Вы, возможно, читаете это сейчас и думаете: «А что, если я не единственный, кто думает, что я недостаточно болен?» чтобы получить помощь при моем расстройстве пищевого поведения?

Понятно. Я помню, как однажды признался другу, что подумываю о лечении в стационаре. Она спросила: «Это действительно необходимо? Вы уверены, что вам нужно что-то настолько экстремальное? »

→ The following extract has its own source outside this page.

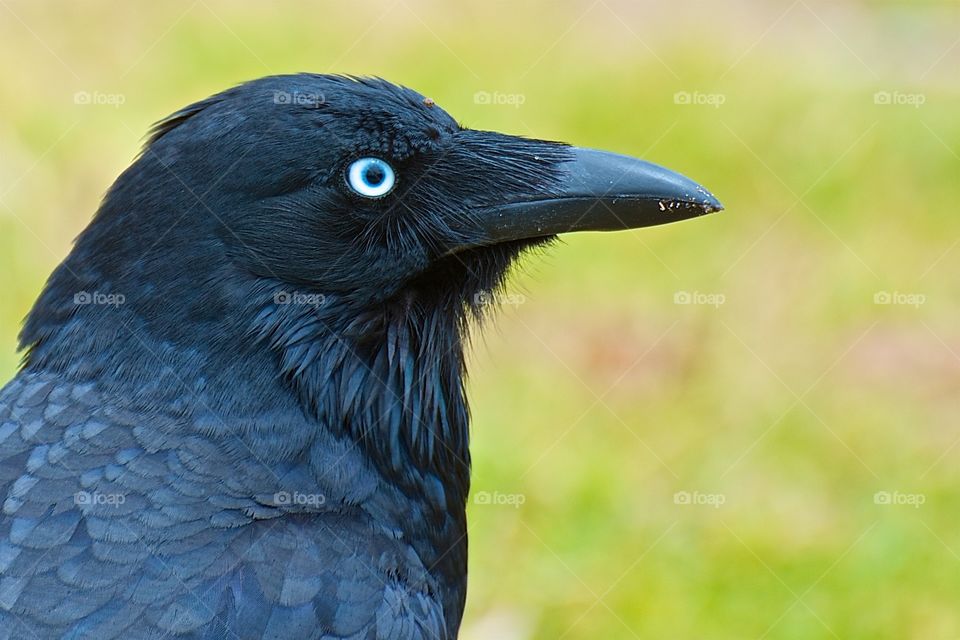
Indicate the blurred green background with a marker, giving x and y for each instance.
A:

Мальчик, о, мальчик. Мое расстройство пищевого поведения пережило период расцвета с ее реакцией. Видите? Никто не думает, что вам нужна помощь.Ты слишком толстый, чтобы на самом деле возникла проблема. Есть люди намного хуже тебя, которым нужны эти кровати.

К сожалению, потрясенные, ошеломленные близкие могут непреднамеренно увековечить миф «недостаточно больны». В подобных случаях так важно помнить, что друзья и члены семьи часто реагируют из-за неверия, страха и глубокого чувства беспомощности.

Итак, что вы делаете?

Что ж, как вы, возможно, знаете, одна из самых важных частей выздоровления — это научиться бороться с нездоровыми искаженными мыслями.Расстройства пищевого поведения будут пытаться найти рациональные объяснения из чего угодно, и у них это хорошо получается. Итак, у вас в рукаве должен быть собственный арсенал тактик.

Подумайте о следующем, когда в следующий раз ваше расстройство пищевого поведения попытается увести вас от ухода, который может в конечном итоге спасти вашу жизнь.

  1. Визуализируйте того, кто вам дорог. Что, если бы они боролись с расстройством пищевого поведения и сказали вам, что , а — недостаточно больны для лечения? Как бы вы ответили? Думаю, вы ответите с беспокойством и состраданием.Это может быть трудно услышать, но думать, что вы являетесь исключением, является эгоистичным и просто ложным.
  2. Подумайте, что было раньше: «Я недостаточно болен». Если у вас возникла эта мысль, значит, вы также думаете: «Может, мне нужно лечение». Что мотивирует последнего? Лечение — это не весело, поэтому очевидно, что есть что-то важное, что побуждает вас даже задуматься о помощи.